Cascina Fontana
Parco di Monza

Cascina Fontana

Cascina Fontana, antecedente alla costruzione del parco, è situata nelle vicinanze di Villa Mirabellino, a ridosso di un’area boscosa coronata da ampi prati.

Realizzata nei primi decenni dell’Ottocento sul luogo di un precedente edificio, noto con il nome di cascina Lomagni, cascina Fontana, un tempo utilizzata come abitazione e per attività produttive agricole, presenta una facciata eclettica, paramenti murari in stile neogotico con mattoni a vista, e copertura semplice a capanna.
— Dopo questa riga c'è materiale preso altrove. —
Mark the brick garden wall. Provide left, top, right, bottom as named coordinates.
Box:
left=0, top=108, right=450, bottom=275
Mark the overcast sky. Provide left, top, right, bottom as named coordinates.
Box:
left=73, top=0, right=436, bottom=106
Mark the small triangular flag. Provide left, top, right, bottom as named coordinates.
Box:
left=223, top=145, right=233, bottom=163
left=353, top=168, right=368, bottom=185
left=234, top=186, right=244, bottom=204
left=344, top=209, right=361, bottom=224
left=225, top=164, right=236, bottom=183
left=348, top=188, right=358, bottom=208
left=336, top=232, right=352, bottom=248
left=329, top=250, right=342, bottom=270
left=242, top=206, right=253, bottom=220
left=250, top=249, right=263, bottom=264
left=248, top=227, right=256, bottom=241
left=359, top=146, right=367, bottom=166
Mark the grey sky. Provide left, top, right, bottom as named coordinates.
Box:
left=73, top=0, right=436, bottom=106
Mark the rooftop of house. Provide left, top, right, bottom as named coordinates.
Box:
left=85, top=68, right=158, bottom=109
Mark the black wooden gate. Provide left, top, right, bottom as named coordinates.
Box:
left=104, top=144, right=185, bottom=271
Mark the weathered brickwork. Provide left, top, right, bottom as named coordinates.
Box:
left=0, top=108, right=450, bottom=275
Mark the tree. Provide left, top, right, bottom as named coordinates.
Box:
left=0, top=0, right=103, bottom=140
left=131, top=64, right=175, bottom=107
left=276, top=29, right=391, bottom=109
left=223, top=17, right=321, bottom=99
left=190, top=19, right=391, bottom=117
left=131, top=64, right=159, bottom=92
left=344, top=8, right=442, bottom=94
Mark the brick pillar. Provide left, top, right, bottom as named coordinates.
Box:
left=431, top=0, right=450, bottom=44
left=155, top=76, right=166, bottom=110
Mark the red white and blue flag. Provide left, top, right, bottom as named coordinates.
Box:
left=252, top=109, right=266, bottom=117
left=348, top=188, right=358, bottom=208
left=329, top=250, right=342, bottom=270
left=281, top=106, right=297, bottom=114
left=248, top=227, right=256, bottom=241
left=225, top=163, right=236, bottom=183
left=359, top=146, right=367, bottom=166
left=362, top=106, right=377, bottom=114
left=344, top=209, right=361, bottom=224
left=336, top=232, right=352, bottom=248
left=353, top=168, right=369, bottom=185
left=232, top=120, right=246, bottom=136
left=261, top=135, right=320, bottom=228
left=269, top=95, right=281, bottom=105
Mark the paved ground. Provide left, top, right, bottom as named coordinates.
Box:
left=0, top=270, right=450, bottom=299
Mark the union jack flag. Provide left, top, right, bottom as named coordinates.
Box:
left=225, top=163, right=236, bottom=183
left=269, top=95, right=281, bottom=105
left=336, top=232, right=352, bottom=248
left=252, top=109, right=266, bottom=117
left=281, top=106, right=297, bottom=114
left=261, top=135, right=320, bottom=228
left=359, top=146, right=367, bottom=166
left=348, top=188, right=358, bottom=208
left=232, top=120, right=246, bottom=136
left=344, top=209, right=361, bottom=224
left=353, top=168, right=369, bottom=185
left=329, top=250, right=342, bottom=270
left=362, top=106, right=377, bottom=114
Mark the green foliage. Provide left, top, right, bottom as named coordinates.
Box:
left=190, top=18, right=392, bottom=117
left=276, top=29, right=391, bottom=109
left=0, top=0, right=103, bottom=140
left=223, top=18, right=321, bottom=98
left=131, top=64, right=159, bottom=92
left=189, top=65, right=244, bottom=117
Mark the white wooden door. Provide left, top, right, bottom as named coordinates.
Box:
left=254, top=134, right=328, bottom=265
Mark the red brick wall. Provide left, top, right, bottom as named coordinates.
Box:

II primitivo edificio, segnalato nel Catasto Teresiano del 1722 con il nome di cascina Lomagni, viene demolito su indicazione di Luigi Canonica per essere riedificato in forme neogotiche entro il 1825, su disegno dello stesso architetto. Il progetto prevedeva una pianta pressoché quadrata, relativamente piccola, con finti loggiati su pilastri ottagonali di ordine gigante lungo i prospetti laterali e una singolare facciata, ispirata alla moda neogotica, ricca di spunti innovativi anche nell'uso di materiali "poveri", come il mattone a vista e il ceppo rustico, o la pietra Molera nello zoccolo e nel basamento delle colonne laterali. Completamente restaurata dal 2007, la cascina ospita oggi gli uffici amministrativi e tecnici del Consorzio costituito il 20 luglio 2009 per valorizzare la Reggia di Monza, con la sua Villa Reale, i Giardini e il Parco, promuovendo la conservazione programmata dell’intero complesso, allo scopo di un miglioramento della fruizione pubblica. Il lavoro di recupero ha interessato non solo i paramenti murari e gli intonaci, ma anche le parti strutturali e le coperture, in gran parte ricostruite con materiali conformi al progetto originario.